Megalon: Megalon is an unbalanced character in the game. Attacking with its horned head, Megalon is slow but makes up for its lack of grace with incredibly powerful special attacks. Megalon's standard projectile is a small beam of yellow electricity but it also drops a ball of fire onto the battlefield, incinerating the opponent and causing massive damage. It has a drill-combo attack that also causes considerable damage. Megalon can also launch itself like a torpedo at its opponents.
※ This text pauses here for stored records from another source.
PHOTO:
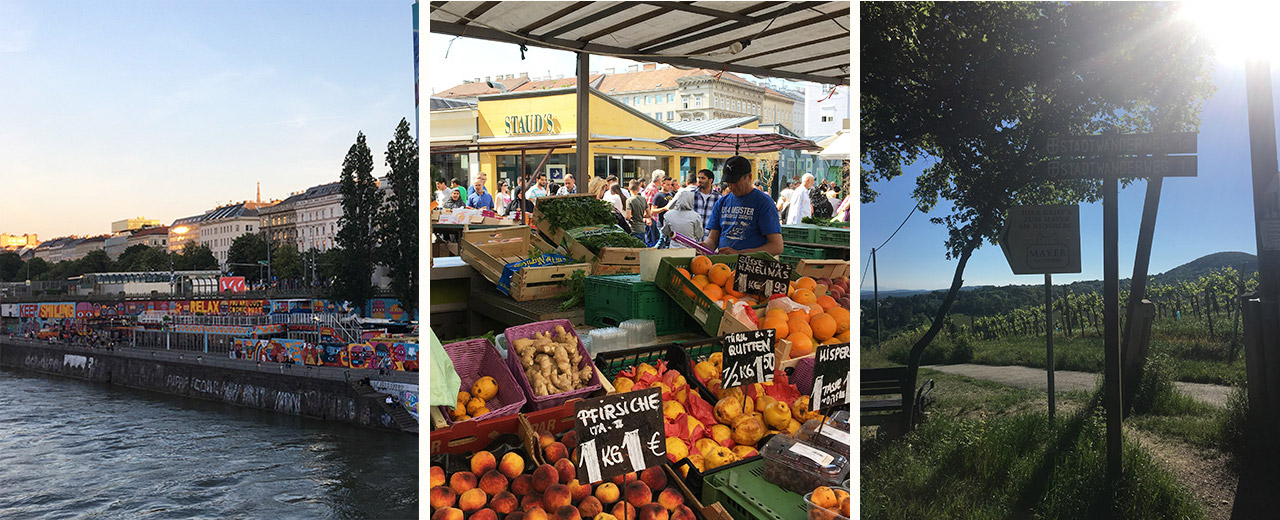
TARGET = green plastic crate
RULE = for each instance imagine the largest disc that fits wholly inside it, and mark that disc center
(804, 252)
(833, 236)
(745, 493)
(803, 233)
(612, 300)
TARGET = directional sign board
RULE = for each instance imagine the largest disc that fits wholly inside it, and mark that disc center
(1042, 240)
(618, 434)
(748, 357)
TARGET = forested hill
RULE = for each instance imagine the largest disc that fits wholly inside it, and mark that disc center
(987, 301)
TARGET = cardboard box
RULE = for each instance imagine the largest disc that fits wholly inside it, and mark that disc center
(707, 313)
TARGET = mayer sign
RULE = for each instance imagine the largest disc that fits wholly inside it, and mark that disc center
(1042, 240)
Mechagodzilla: Slow but varied, Mechagodzilla can fly, extend its limbs and unleash a variety of projectile attacks, while being extremely durable. Mechagodzilla has an energy shield to block attacks, as well as the standard block, fires missiles and lasers at its opponent and has a special move where it unleashes all of its arsenal in one blast, causing significant damage.

Biollante: A monstrous clone of Godzilla, Biollante is slow moving but powerful. Biollante attacks using its large mouth and tentacled appendages, tossing spores at the opponent.

Mothra: Light and quick, Mothra is also extremely weak. Mothra can fly about the upper part of the screen out of reach of normal attacks, causing its opponent to use jump attacks instead. Mothra can divebomb the opponent, leave spores, shoot energy beams and attack with her wings. Battra makes a cameo appearance during one of Mothra's special attacks, when it combines with her to give a more powerful supporting eyelight attack on her opponent.

Mechagodzilla (Heisei): The boss opponent for the game is on easy mode, Mechagodzilla 2 is only selectable in two-player mode. Mechagodzilla 2 is faster than its predecessor and has stronger attacks, extending its limbs further, attacking with concussive lasers and bombs and traveling like a tank. His special ability is a projector in his chest that makes him able to absorb and re-release enemy projectiles back to his attacker. Mechagodzilla 2, however, seems to block less, in favour of a more aggressive attack pattern.

Super Mechagodzilla: When the game is beaten on medium difficulty, an enhanced version of Mechagodzilla 2 confronts the player, proving the most difficult challenge of the game through its joining with Garuda. This character is only unlockable by code.

Gotengo: This character is unlocked in hard mode. Unlike the monsters, Gotengo is a ship with a drill that can fire missiles at its opponent, it can fly, can fire lasers, release an electricity field and a freeze weapon at the monsters.